Meester’ın hayat hikâyesi de epey ilginç. Annesi madde bağımlısı ve satıcısı olmaktan hapse düşünce kendisi Florida Hapishanesi’nde doğmuş. Ancak üç aylıkken bir akrabasının yanına verilmiş. Bu trajik hikâye kızımızı bozmamış, annesine tavır almamış. Hatta annesi en yakın arkadaşıymış, erkek kardeşi Lex’le birlikte... Hayalinde hep ünlü olmak varmış. Oyunculuk, şarkıcılık, modellik, ne olursa... Yeter ki o fırfırlı, dantelli etekleri doyasıya giyebilsin, davetten davete, partiden partiye koştursun. Yani Blair’le benzeşen yanları var Meester’ın. Yoksul bir ailede büyüdüğü için bir an önce ‘yırtması’ gerektiğini düşünüp model olmaya karar vermiş ilkin. Birkaç moda çekimi sonundaysa dizilerle televizyona ısınmaya başlamış.

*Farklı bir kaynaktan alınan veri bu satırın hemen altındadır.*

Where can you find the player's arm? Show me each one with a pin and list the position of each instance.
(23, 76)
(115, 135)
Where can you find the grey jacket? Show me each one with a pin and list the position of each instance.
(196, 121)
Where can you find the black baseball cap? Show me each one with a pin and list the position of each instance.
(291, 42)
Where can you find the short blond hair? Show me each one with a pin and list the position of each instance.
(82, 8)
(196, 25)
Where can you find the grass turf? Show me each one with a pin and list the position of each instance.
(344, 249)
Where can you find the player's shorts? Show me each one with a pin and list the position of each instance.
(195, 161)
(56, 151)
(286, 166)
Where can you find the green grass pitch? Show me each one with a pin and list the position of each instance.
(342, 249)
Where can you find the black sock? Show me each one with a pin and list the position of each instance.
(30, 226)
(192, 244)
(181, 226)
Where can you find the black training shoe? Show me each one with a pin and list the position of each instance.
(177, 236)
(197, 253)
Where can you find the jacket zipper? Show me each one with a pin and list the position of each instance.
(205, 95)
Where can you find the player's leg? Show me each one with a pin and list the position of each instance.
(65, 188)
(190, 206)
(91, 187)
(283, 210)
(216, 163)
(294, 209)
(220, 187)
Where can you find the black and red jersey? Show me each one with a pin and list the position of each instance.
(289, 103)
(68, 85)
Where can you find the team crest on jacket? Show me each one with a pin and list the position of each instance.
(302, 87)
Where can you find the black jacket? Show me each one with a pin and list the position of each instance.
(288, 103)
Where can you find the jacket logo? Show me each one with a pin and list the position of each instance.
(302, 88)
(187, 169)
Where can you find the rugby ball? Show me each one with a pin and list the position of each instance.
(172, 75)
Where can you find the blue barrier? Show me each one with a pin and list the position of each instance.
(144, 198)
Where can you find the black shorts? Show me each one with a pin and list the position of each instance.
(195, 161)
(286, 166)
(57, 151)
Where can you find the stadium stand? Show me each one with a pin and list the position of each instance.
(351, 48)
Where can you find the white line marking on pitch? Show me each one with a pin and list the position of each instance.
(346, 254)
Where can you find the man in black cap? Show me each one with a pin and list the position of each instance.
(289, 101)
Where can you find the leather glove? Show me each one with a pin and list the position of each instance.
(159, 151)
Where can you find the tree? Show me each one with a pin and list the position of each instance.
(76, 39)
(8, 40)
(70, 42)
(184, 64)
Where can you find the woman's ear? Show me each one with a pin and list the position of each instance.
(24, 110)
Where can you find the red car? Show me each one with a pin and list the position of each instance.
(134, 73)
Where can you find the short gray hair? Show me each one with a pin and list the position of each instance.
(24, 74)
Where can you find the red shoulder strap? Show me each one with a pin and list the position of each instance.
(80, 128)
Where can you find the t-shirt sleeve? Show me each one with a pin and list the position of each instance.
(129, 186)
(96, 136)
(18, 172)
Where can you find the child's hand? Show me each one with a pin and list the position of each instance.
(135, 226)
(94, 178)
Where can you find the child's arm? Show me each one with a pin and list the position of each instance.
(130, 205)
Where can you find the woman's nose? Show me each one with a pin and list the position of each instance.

‘The Wizard of Oz ’da rol aldıktan sonra oyunculukla ilgilenir olmuş. 11 yaşında ailesiyle beraber New York’a taşındıktan sonra Ralph Lauren kampanya çekiminde Bruce Webber ve Sophia Coppola ile çalışmaya başlamış. En çok ‘Gossip Girl’deki rolüyle tanınsa da, ‘Veronica Mars’, ‘House’, ‘CSI: Miami’, ‘7th Heaven’, ‘Entourage’ gibi pek çok hit dizide rol almış.
Sinema dünyasındaki çıkışıysa Frank Peretti’nin çok satan romanından uyarlanan ‘Hangman’s Curse’ adlı filmle olmuş.‘Flourish’, ‘Inside’, ‘Drive-Thru’ ve ‘The Beautiful Ordinary’den sonra 2007’de ‘Gossip Girl’de Blair Waldorf karakteriyle ilk defa başrolünde olduğu bir dizide rol almaya başlamış.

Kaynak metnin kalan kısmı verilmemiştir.